At Outlander, Craig recently wrote a 10-year vision statement. Its fifth pillar stopped him cold as he drafted it: “We’re in a decade where we’re going to see the massive dislocation of creative talent,” he says. “Creative, brilliant people are going to wake up this decade and realize the jobs that they thought they were going to have—and the jobs they thought they could have—are gone.”
“I hope that this freedom of labor and this massive productivity lead to this second golden age,” Craig says, “where we realize as societies that we can actually spend money on the arts, storytelling, and the creativity that makes humans blossom. Then the hard sciences where we push the boundaries of space travel and minerals and resources. That is where I think we go.”
But he does not minimize the turbulence of the transition. “It’s not that we have the blue-collar being dislocated,” he says. “It’s the most creative, educated, smart part of our society that in this decade is going to realize they don’t have jobs.”
The human cost follows quickly. That same entrepreneur runs a 1,500-person company. He told Chadha that his 300-person implementation team could be reduced to 30 or 40 with AI. “They’re doing a layoff for about 300 engineers, man,” Chadha says. “Which is pretty sad.”
“I worry about the next three years,” he says plainly. “There’s going to be this tale of haves and have-nots that’s just going to thicken and create a lot of social tension.” He pauses. “I’ve taken some security measures at my house—things I never worried about.” He and his girlfriend have applied for European Union citizenship as a contingency. “I don’t think we’re ready for it.”

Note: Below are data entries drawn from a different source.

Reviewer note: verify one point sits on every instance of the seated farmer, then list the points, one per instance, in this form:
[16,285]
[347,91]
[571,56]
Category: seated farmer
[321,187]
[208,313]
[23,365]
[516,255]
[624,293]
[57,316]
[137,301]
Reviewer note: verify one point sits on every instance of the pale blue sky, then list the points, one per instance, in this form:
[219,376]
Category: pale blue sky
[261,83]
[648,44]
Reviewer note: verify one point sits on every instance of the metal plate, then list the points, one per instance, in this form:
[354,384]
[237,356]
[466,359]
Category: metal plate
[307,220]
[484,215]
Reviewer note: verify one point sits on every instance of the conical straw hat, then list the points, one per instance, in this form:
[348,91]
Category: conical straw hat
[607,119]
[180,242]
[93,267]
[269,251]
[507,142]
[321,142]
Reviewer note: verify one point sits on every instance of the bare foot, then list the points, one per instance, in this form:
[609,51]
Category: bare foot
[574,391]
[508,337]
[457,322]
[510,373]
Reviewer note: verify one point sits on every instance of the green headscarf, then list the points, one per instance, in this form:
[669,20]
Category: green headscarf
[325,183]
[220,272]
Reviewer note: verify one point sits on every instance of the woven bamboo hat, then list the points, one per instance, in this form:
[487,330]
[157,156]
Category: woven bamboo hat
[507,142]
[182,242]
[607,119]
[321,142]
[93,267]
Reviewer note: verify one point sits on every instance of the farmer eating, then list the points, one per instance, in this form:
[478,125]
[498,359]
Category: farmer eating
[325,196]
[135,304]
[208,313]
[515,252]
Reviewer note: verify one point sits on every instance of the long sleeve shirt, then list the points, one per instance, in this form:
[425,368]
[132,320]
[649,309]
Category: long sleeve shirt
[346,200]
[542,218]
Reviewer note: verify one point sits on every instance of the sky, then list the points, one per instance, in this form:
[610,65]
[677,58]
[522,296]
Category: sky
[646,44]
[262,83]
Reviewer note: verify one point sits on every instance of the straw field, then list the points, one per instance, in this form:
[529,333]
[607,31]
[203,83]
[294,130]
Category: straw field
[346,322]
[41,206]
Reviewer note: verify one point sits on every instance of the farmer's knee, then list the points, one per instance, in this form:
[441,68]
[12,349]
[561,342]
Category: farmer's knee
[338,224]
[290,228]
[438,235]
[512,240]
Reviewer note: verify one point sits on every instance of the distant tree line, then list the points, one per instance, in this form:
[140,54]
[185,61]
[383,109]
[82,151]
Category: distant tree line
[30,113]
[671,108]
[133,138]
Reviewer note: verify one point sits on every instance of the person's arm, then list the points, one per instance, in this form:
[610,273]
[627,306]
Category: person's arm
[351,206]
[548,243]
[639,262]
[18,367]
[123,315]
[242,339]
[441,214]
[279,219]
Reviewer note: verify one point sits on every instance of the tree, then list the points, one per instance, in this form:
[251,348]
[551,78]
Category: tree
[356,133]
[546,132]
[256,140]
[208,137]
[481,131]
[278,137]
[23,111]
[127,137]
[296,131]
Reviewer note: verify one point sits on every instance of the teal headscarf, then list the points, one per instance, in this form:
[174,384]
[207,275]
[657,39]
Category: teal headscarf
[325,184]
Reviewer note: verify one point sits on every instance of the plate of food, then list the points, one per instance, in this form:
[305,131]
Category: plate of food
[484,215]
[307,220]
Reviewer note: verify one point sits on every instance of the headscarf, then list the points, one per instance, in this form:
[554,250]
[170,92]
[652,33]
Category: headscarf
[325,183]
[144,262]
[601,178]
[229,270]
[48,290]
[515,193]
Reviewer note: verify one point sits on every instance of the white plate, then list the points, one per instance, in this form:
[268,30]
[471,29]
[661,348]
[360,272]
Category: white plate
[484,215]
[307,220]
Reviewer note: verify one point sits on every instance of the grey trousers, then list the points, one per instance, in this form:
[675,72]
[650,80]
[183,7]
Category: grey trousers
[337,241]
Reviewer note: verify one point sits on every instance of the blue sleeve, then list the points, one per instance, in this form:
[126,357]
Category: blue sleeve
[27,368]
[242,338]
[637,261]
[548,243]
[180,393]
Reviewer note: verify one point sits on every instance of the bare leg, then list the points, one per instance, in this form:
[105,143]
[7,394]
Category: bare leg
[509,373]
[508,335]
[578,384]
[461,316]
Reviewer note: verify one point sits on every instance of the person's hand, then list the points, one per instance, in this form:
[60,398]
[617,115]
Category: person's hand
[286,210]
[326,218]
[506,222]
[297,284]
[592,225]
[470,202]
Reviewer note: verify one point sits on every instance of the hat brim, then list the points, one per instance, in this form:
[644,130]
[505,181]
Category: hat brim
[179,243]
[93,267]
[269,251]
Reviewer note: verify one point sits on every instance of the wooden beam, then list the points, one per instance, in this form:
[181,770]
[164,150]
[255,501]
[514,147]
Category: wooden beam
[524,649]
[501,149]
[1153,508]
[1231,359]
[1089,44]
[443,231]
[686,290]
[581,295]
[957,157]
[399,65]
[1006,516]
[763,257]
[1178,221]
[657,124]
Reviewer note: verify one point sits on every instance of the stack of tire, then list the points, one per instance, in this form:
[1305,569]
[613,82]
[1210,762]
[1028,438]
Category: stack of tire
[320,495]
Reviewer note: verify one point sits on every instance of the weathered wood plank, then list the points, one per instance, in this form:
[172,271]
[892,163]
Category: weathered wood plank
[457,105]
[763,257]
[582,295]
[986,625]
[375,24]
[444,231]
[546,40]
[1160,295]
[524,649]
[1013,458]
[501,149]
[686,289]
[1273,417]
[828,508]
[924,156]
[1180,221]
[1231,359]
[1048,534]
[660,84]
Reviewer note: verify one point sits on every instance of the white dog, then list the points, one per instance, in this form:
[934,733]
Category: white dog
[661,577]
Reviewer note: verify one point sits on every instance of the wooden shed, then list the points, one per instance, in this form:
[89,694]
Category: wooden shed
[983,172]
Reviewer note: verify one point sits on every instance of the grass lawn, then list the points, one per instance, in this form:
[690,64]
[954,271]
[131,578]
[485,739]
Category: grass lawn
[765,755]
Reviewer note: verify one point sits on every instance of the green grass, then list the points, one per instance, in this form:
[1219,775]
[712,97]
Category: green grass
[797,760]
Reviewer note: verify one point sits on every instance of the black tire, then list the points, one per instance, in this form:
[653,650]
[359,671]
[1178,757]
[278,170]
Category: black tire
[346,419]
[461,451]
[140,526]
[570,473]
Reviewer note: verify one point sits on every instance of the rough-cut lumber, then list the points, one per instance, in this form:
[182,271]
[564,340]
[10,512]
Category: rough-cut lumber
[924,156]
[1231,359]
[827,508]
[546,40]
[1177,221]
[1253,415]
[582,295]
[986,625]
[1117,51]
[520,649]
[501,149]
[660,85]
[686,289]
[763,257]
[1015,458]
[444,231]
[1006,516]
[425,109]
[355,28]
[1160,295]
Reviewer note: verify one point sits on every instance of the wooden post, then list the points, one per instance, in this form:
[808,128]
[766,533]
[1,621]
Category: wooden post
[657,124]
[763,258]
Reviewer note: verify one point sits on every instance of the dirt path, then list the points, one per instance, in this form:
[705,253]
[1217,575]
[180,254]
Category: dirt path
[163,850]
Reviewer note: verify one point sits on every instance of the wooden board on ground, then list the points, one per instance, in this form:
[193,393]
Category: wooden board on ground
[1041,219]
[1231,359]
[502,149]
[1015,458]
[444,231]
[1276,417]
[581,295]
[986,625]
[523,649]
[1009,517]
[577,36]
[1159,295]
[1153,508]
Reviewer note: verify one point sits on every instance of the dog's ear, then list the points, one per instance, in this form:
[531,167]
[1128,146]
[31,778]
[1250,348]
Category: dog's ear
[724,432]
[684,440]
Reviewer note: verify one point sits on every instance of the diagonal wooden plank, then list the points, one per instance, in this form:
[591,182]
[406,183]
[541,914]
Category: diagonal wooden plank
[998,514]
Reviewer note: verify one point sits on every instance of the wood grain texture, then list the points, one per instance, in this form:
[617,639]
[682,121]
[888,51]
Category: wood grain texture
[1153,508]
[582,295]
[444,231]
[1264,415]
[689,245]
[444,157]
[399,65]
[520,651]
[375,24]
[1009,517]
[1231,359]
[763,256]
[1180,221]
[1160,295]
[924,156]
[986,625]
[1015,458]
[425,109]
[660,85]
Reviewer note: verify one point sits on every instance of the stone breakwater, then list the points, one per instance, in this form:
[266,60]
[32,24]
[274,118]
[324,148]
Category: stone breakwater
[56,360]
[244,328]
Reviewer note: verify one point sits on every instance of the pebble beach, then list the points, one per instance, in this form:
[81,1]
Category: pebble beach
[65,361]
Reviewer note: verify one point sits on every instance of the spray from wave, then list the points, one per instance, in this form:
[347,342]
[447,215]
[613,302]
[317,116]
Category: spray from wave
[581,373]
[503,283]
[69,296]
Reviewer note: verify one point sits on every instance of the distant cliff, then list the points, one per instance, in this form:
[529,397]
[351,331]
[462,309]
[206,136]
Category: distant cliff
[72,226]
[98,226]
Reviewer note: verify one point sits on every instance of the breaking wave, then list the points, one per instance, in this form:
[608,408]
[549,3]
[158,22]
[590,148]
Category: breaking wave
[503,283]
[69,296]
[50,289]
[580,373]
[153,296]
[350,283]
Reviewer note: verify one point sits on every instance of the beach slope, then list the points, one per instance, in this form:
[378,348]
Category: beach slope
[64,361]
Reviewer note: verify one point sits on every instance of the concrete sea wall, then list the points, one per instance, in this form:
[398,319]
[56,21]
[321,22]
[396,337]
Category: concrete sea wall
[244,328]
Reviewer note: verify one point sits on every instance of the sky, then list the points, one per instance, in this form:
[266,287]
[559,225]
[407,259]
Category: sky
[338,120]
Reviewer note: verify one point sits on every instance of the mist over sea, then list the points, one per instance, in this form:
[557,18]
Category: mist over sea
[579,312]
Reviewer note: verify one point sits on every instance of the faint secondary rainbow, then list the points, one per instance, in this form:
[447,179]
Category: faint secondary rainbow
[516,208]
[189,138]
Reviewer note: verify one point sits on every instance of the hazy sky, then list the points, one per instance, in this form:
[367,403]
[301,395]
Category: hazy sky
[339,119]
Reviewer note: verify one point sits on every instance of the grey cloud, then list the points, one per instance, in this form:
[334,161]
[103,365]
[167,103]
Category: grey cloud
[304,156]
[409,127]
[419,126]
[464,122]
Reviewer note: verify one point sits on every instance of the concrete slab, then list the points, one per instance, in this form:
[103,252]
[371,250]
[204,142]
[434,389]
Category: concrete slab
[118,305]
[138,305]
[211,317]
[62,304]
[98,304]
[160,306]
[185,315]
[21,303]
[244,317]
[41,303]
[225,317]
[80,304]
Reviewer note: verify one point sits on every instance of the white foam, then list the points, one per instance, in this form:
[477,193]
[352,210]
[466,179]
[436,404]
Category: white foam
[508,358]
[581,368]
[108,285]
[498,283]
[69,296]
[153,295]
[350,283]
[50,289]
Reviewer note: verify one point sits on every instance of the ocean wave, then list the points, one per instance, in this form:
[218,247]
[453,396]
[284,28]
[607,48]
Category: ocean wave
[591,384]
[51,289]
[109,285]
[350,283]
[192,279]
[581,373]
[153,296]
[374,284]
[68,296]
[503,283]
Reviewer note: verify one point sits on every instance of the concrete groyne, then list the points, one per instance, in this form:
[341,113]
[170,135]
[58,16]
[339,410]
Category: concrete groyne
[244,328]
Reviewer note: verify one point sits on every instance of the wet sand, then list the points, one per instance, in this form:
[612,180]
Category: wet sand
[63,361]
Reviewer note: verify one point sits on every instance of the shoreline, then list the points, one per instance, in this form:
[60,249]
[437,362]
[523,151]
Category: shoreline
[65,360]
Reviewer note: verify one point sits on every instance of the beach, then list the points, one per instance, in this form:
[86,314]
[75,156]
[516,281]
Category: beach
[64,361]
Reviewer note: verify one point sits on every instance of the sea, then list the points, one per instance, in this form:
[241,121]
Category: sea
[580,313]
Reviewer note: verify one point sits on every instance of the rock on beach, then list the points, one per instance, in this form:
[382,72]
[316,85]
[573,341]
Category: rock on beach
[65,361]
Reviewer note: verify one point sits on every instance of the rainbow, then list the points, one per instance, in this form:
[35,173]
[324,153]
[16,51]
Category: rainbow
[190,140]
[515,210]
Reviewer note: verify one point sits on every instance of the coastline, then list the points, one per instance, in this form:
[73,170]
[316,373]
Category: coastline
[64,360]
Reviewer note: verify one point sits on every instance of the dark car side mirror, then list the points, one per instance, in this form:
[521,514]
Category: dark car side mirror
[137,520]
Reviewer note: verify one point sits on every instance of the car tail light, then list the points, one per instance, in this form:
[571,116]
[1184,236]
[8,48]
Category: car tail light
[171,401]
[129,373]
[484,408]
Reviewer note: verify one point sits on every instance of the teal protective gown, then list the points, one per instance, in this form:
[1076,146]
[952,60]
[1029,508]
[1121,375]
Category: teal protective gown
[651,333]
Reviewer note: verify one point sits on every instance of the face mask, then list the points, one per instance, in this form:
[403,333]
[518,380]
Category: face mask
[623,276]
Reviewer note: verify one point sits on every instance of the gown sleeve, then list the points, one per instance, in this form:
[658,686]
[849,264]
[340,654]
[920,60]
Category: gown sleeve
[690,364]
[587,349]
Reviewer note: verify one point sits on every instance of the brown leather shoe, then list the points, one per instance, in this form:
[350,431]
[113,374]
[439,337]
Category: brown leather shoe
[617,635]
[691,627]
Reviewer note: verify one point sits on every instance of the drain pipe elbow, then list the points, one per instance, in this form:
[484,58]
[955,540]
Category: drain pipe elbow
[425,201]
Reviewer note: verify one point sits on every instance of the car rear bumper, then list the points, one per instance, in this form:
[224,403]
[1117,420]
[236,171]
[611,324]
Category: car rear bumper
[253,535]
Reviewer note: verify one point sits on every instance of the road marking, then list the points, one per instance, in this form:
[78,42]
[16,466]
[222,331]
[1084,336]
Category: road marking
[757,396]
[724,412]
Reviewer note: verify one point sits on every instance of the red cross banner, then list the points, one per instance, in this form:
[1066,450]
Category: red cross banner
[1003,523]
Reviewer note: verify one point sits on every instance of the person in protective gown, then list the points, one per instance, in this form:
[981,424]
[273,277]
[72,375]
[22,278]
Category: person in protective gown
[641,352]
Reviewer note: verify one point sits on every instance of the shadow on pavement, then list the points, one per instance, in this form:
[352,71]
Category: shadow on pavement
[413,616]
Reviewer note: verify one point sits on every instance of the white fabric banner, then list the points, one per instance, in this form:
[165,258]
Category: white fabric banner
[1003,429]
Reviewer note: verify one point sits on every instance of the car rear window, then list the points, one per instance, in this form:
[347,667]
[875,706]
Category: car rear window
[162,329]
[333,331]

Pressed on whether he truly believes social unrest is possible in America, Chadha does not flinch. “I think there’s a 10%, 15% scenario that’s a little scary,” he says. “And I hope we don’t come to that. I’m not saying we will. But there’s some chance that it could get pretty tough in the next couple of years.”
He remains bullish on the technology itself and on India’s long-term trajectory. Westbridge has invested roughly $1 billion in eight or nine AI companies, nearly all of which are scaling rapidly. But he draws a sharp distinction between where wealth is being created and where pain will be felt first. “The U.S.—we are such an amazing, dynamic economy. Things move faster here than Europe, faster than India, faster than anywhere,” he says. “I think we’re kind of the front line of everything.”
All three men—a labor journalist, a defense-world venture capitalist, a globalist fund manager—are converging on the same conclusion from radically different vantage points: that AI is not the origin of this story, only its most dramatic chapter. The college bargain that a generation of Americans was sold (borrow money, earn a degree, join the middle class) has been quietly unraveling for 20 years. What’s coming next may simply be the part that everyone finally notices.
“We haven’t really seen the labor market impacts of AI yet,” Scheiber says. “A little bit in fields like software development, but beyond that, we haven’t really seen it. So it does feel like we may only be at the beginning of it.”
But even at a slower clock, the political consequences compound. “Even if we see the unemployment rate for recent college grads tick up a few tenths of a percentage point every year for five years,” he says, “that’s gonna be pretty destabilizing.”
Craig agrees and frames the challenge in terms of historical analogy. Past technological revolutions allowed generations to absorb the shock. This one compresses a century of change into a decade. “It used to be, you could mark change with graveyards,” he says. “But the scope of change and the speed of change is so massive now. That’s the crazy part. My kids and their kids, we’re all going to be together in the middle of this crazy shift.”
Chadha puts it most succinctly: the human and political systems built to absorb disruption were designed for a slower clock.
The question now—for policymakers, employers, investors, and the generation caught in the middle—is whether anyone can build new institutions fast enough to keep up with the machines.